Mehr Krippenplätze sind keine Garantie für mehr Kinder

Von Andreas Kolesch
Es ist schon merkwürdig: Wir reden über die Lage von Familien in Deutschland und sprechen ausschließlich über Geld. Die Familie als Urzelle der Gesellschaft wird mehr und mehr als Wirtschaftsgut gehandelt.

Das ist nicht verwunderlich, denn bestimmt wird die Diskussion maßgeblich durch Politiker und Ökonomen. Eine bessere Vereinbarkeit von Familie und Beruf nutzt Staat und Wirtschaft, das ist unbestritten. Die Unternehmen in Deutschland sehen sich einem zunehmenden Mangel an Fachkräften gegenüber und haben ein brennendes Interesse daran, die hohe berufliche Kompetenz der Frauen schneller als in der Vergangenheit nutzbar zu machen.

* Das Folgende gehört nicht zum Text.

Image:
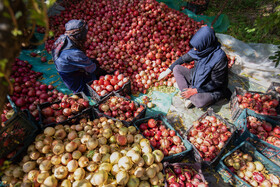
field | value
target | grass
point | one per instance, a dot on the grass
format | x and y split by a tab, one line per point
243	15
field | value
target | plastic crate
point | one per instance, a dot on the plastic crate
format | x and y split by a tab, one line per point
270	151
125	89
197	9
246	147
47	104
229	142
99	113
19	131
234	105
195	166
172	158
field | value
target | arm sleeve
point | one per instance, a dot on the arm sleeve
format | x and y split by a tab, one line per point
183	59
80	60
219	77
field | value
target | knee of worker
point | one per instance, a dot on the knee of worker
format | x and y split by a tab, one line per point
176	69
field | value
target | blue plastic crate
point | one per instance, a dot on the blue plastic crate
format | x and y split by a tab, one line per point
172	158
246	147
125	89
195	166
236	110
127	123
270	151
229	142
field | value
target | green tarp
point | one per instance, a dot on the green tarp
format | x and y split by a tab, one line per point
221	24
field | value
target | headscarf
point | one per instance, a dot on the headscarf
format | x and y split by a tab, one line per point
74	37
208	52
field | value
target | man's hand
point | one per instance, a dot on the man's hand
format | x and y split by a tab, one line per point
188	92
164	74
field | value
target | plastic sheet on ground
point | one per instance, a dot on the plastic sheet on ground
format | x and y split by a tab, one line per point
252	60
221	24
161	99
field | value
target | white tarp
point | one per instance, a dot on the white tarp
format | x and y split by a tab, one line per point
252	60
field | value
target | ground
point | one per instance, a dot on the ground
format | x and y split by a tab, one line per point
242	15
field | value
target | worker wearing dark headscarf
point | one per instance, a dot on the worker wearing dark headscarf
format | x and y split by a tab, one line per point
208	81
72	64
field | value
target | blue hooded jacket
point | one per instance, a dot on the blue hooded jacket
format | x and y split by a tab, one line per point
211	69
72	64
208	53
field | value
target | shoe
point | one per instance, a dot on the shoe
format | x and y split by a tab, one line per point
188	103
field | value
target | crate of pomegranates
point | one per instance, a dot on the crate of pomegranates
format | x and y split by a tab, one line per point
98	89
120	108
19	131
61	111
184	174
164	137
262	132
209	136
262	103
245	166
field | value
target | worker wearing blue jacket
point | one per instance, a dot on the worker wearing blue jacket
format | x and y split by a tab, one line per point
68	53
207	82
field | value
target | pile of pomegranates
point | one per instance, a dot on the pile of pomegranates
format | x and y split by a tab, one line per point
60	111
27	91
252	172
109	83
121	108
180	174
102	152
264	130
161	137
140	38
209	136
260	103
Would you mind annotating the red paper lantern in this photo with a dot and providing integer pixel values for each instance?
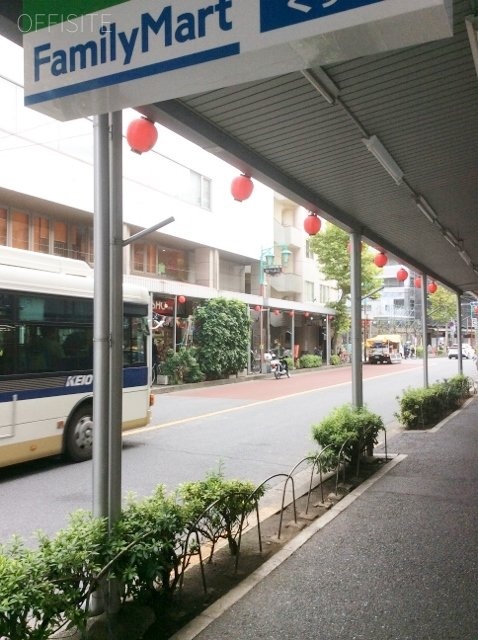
(241, 187)
(141, 135)
(312, 224)
(402, 275)
(380, 260)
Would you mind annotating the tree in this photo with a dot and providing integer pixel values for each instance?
(333, 255)
(221, 335)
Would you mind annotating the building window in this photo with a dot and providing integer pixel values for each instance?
(41, 235)
(309, 291)
(167, 263)
(60, 243)
(20, 225)
(3, 226)
(308, 252)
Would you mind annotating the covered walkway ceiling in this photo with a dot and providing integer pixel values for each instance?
(421, 102)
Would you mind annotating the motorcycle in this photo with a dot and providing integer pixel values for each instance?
(279, 367)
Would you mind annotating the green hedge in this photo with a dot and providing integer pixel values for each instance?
(422, 408)
(346, 430)
(48, 588)
(309, 361)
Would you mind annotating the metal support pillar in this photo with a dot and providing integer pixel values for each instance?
(101, 337)
(356, 300)
(459, 336)
(116, 314)
(425, 330)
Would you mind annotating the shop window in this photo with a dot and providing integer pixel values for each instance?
(138, 257)
(20, 224)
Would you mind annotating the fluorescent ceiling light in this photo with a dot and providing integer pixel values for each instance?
(425, 207)
(377, 149)
(471, 23)
(322, 84)
(465, 257)
(452, 239)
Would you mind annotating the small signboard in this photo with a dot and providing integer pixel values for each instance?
(100, 56)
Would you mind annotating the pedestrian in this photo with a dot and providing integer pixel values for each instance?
(154, 361)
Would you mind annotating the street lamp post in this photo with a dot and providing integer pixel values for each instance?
(270, 267)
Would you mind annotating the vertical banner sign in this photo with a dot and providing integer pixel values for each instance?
(101, 56)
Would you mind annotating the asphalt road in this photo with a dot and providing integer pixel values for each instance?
(253, 429)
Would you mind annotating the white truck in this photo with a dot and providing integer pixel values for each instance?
(384, 349)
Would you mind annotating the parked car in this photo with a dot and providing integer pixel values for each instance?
(467, 352)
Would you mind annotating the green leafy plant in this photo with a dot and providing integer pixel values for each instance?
(347, 430)
(309, 361)
(221, 334)
(182, 366)
(219, 506)
(421, 408)
(43, 589)
(147, 546)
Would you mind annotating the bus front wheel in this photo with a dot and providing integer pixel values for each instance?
(79, 435)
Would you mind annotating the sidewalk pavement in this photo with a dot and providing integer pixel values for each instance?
(396, 559)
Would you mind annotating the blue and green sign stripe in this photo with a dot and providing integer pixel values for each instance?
(41, 14)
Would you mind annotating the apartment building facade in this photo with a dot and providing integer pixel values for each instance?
(214, 247)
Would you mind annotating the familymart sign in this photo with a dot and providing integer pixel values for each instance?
(112, 55)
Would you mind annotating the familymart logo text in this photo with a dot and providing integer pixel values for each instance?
(110, 44)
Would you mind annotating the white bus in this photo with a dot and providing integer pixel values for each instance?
(46, 357)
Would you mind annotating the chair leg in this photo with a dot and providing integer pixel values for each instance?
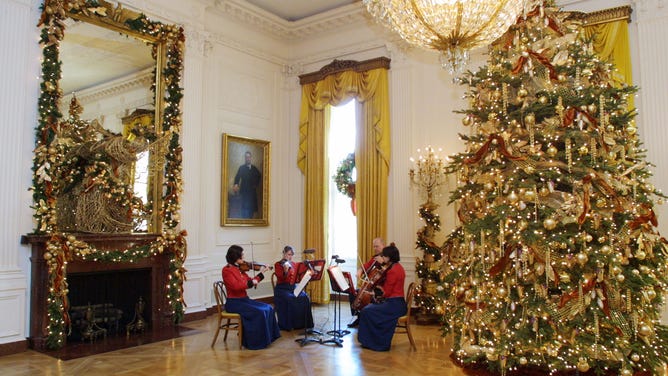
(215, 337)
(410, 336)
(227, 329)
(239, 333)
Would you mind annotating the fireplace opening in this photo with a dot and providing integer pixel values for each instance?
(103, 304)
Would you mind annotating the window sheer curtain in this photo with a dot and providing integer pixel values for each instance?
(367, 82)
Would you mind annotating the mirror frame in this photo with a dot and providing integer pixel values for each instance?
(168, 48)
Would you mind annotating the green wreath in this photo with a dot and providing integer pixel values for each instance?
(343, 178)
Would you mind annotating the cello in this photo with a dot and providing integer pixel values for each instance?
(374, 276)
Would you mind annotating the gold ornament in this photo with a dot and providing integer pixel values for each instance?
(530, 119)
(530, 195)
(644, 330)
(583, 366)
(582, 258)
(549, 223)
(512, 197)
(552, 151)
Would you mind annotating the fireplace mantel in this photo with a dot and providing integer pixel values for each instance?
(161, 313)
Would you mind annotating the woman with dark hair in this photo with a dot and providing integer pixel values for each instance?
(294, 312)
(378, 319)
(259, 320)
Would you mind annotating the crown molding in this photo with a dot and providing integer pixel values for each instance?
(119, 86)
(292, 30)
(609, 15)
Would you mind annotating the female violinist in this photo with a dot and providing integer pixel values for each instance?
(259, 320)
(378, 319)
(363, 272)
(294, 312)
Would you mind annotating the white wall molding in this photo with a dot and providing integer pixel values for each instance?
(282, 29)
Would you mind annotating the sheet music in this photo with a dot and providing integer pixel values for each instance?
(302, 283)
(340, 280)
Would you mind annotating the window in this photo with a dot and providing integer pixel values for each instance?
(342, 222)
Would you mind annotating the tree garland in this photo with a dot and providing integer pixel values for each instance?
(343, 178)
(62, 248)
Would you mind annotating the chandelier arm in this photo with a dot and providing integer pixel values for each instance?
(418, 14)
(469, 41)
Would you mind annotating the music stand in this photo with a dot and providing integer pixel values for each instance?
(312, 271)
(339, 284)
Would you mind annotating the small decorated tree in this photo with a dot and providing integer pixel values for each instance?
(428, 176)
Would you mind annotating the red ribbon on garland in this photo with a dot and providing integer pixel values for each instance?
(485, 148)
(542, 59)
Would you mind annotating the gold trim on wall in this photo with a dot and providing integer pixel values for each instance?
(608, 15)
(338, 66)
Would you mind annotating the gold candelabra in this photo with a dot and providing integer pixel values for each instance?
(429, 173)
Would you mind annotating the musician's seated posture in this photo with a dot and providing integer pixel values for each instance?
(294, 312)
(378, 319)
(362, 272)
(259, 320)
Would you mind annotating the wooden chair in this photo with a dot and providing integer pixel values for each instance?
(404, 323)
(233, 319)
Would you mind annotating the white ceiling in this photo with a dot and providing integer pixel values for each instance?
(294, 10)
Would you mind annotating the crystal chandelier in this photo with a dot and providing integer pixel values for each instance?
(452, 27)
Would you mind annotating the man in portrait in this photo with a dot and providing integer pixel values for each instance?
(246, 181)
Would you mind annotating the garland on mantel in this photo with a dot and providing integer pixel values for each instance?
(62, 248)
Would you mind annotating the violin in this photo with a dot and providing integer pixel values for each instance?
(252, 265)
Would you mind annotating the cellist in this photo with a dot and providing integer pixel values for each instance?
(378, 319)
(378, 245)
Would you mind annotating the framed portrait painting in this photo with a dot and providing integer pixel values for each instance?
(245, 182)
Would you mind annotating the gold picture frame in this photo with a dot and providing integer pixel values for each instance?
(245, 181)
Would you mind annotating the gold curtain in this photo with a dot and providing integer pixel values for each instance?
(610, 32)
(372, 154)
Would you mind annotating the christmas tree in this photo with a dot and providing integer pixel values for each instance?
(557, 265)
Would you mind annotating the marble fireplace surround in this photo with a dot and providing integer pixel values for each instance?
(158, 312)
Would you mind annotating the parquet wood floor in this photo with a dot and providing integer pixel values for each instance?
(192, 355)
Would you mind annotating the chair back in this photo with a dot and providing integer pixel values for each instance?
(221, 295)
(410, 294)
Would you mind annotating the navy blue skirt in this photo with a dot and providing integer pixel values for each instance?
(377, 323)
(259, 321)
(294, 312)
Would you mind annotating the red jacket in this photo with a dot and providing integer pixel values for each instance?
(237, 282)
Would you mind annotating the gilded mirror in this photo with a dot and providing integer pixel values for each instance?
(107, 157)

Noch einfacher ist die Rechnung für Vater (!) Staat: Jede Doppelverdiener-Familie spült zusätzliche Steuern in die Kasse - so kann die finanzielle Förderung von Familien zum Teil wieder ausgeglichen werden.
Das alles entwertet nicht die Bemühungen der Politik, mehr Geschlechtergerechtigkeit im Erwerbsleben zu ermöglichen. Doch es zeigt, dass es in der Diskussion um den Ausbau der Krippenplätze auch um handfeste wirtschaftliche Interessen geht, wenn vordergründig über gesellschaftlichen Fortschritt gesprochen wird.
Alleingelassen fühlen sich in der Krippen-Diskussion Familien, die sich für eine Arbeitsteilung zwischen Erwerbs- und Erziehungsarbeit entschieden haben. Geht es nach der SPD, soll die fällige Kindergelderhöhung zugunsten der Krippenfinanzierung ausfallen, das Ehegatten-Splitting zugunsten eines Familien-Tarifs umgestellt werden.
Die Union schweigt vorerst hartnäckig zu der Frage, woher die mindestens 3,5 Milliarden Euro kommen sollen, die zur Schaffung der 500 000 zusätzlichen Betreuungsplätze notwendig sein werden. Klar aber ist: Irgendjemandem muss am Ende in die Tasche gegriffen werden.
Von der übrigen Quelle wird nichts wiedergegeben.